CDER Steps in to Issue Warning Letters for Vaping Products Deemed Drugs

Dec. 13, 2021 – Recent FDA Warning Letters calling out promotional claims made about vaping products are interesting in that they were issued not by the agency’s Center for Tobacco Products, but by the Center for Drug Evaluation and Research (CDER).

“Although the FDA has been criticized for missing deadlines on approving or rejecting various vaping products for marketing, this move may suggest that CDER is going to take a larger role here,” said Coalition for Healthcare Communication Executive Director Jon Bigelow.
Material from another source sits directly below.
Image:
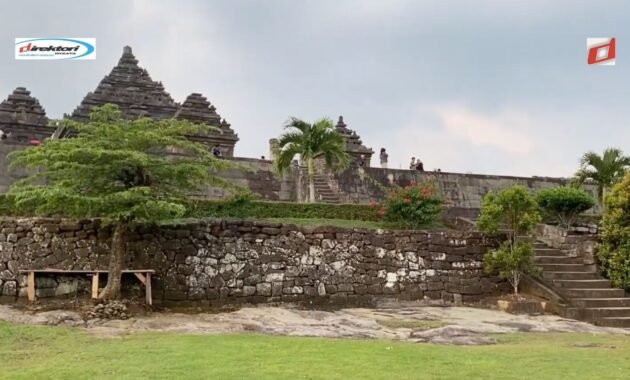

CDER issued Warning Letters Dec. 1 to the following companies: NV Nutrition LLC, VitaCig Inc.,Vitamin Vape Inc., and VitaStik Inc. All of these enforcement letters address website and social media promotional claims for vaping products that render them unapproved new drugs “because they are intended for use in the diagnosis, cure, mitigation, treatment, or prevention of disease and/or intended to affect the structure or any function of the body.”

The Warning Letter to Vitamin Vape notes that the company markets its “B12 Vitamin Vape” product with a Nutrition Facts label, but states that the product fails to meet the definition of a “food” under FDA regulations. The enforcement letters to both NV Nutrition and VitaStik allege that the companies “appear to be” marketing their products as dietary supplements even though they are not intended for ingestion. As such, they are drugs and under CDER’s purview, the letters state.

The FDA published a warning to consumers regarding vaping products with unproven health claims, including vaping products being marketed for “wellness” because they contain vitamins and essential oils and those making claims that these products improve mental clarity or treat tumors or asthma.

“Don’t be misled by vaping products claiming to contain ‘vitamins’ and other ‘natural’ ingredients or being advertised for ‘wellness’ purposes,” according to the agency’s statement. “The terms ‘wellness’ and ‘natural’ on labels are not well-defined and are sometimes used to imply unproven benefits or safety. Just because a product claims to be natural doesn’t necessarily mean it’s safe or free from hidden ingredients.

The agency also points out that online advertising, especially social media posts, “often make false claims and cite the latest ‘scientific study,’ or do not include important details that may apply to you or allow you to make an informed decision. Other red flags include claims like ‘miracle cure’ or ‘guaranteed results,’” the agency cautions.